The charge contained in the notice was that the provisions of the policy forms, etc. were unjust, unfair, inequitable — -contrary to law and to the public policy of this State. The bill of particulars, or specification, with -reference to such charge, was that the value of the benefits provided therein are unreasonable in relation to the premium charged.

The charge and the specification contained in the notice were sufficient. They were not conclusive upon anyone. They mean no more than that from the information in possession of the Commissioner, which would include all reports required by law to be filed with the appellant, he was of the opinion that these charges appeared to be true and the appellee was notified of the time and place of a hearing, and it was called upon “to show cause why an order disapproving the policy forms should not be entered.” The Commissioner is not required to set forth in the notice, facts or evidence in his possession upon which his preliminary determination was made.

It is urged that the information obtained by the Commissioner of the operations for only a two-year period was not sufficient upon which to base the notice, charge and specification, because too many other factors should be considered when it is charged that the premiums are unjust, unfair and inequitable, and the Chancellor so found.

On a hearing before the Commissioner under the notice, charge and specification, every pertinent factor relating to the charge and specification may be presented by the appellee.

It is true that the statutes do not authorize the Commissioner to fix a rate, or rates, but they do authorize him to form an opinion from the facts in his possession as to whether or not the rates are just, fair and equitable.

The matters complained about by the appellee, which it is alleged were not considered by the Commissioner in making his preliminary determination and giving 'the notice, are mostly within the peculiar knowledge of the appellee. On a hearing, pursuant to -the notice, charge and specification, the appellee should be given the widest latitude in showing reasons why the preliminary determination of the Commissioner was wrong. After a hearing upon the notice, charge and specification and the evidence, should the appellee be dissatisfied with the final determination of the Commissioner, he has his remedy by certiorari as provided for in F.S. § 642.02, F.S.A.

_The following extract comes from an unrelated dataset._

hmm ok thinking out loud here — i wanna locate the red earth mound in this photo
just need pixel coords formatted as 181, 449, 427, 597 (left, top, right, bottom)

That part of the final decree covered by paragraphs No. 7 and No. 9, wherein the Court held that the notice was “wholly insufficient” or that “specification 1 of Charge 2 is insufficient”, should be and is hereby reversed, and the balance of the decree is hereby affirmed.

Affirmed in part, and reversed in part, with directions to modify the final decree in accordance with this opinion.

TERRELL, Acting Chief Justice, and SEBRING and BARNS, JJ., concur.